Tuesday, February 2, 2010

sayonara , roku.

i m quite ashamed of myself , for not being able to think in the same channel as the group does. not being able to act like the rest of group & for not taking the effort to understand them. and not doing things as best i could for the group's interest.

staying passive all the time, i wondered if observing would at least give me the slightest hint in how to be one with the group. but it didnt help much , really.

i wasnt like this during foundation. but ever since my degree started, during my hangouts with the group i was starting to feel uncomfortable. i had to mask a smiley face, be pretentious & treat it like a picnic. rather then staying emo all the time , i tell myself to be happy , to be grateful because a hangout is a place to have fun. i kept telling myself that.

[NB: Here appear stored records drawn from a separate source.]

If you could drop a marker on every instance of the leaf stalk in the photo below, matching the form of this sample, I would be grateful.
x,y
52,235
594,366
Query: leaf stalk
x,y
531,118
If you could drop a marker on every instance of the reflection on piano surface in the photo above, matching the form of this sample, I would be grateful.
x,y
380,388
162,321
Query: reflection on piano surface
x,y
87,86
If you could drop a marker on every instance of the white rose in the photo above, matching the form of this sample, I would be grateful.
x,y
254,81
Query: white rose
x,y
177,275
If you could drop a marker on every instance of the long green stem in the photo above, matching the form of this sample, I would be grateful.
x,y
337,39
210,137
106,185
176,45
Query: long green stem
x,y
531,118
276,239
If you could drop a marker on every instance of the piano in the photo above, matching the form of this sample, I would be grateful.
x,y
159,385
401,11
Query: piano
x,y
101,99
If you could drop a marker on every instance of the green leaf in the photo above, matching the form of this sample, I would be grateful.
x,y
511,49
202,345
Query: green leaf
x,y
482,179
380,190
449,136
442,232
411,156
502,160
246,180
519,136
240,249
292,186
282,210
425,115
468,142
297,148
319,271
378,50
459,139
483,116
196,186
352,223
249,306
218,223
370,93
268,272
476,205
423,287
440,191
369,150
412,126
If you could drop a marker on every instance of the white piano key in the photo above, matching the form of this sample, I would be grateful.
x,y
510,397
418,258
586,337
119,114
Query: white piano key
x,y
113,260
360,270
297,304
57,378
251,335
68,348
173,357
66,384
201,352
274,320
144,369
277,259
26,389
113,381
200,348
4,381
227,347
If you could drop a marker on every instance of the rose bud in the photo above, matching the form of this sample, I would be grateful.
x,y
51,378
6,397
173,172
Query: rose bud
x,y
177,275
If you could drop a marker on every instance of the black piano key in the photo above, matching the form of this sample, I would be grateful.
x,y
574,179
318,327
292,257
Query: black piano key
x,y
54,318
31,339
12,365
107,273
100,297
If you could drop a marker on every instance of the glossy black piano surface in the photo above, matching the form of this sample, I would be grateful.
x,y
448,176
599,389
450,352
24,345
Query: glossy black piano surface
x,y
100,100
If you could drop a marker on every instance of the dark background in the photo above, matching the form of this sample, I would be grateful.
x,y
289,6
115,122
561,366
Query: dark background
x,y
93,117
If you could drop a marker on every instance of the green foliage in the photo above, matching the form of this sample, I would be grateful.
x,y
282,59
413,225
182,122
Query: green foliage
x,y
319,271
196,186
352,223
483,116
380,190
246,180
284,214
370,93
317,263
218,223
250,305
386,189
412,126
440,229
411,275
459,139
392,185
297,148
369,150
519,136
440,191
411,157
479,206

in the past i 'd do whatever it takes to at least be a worthy "sixer". there were times i waited, i gave time time. i tell myself that everythings gonna be okay. but there was something in me that was building up. i was worried for some reason.
it made me uncomfortable.
i was choking.

i think , its about time.

i should quit being a 'sixer'

Please let me out of this cage.

Ron-ron wants to fly.



<3 kiss the foundation times ~ goodbye <3

1 comment:

Angeline Lee said...

=) i don't know what to say but i'm here to acknowledge your effort and to tell you that everyone have their own pace. if searching new friends with similar interest makes you happy, i'm sure the 'sixers' wouldn't mind.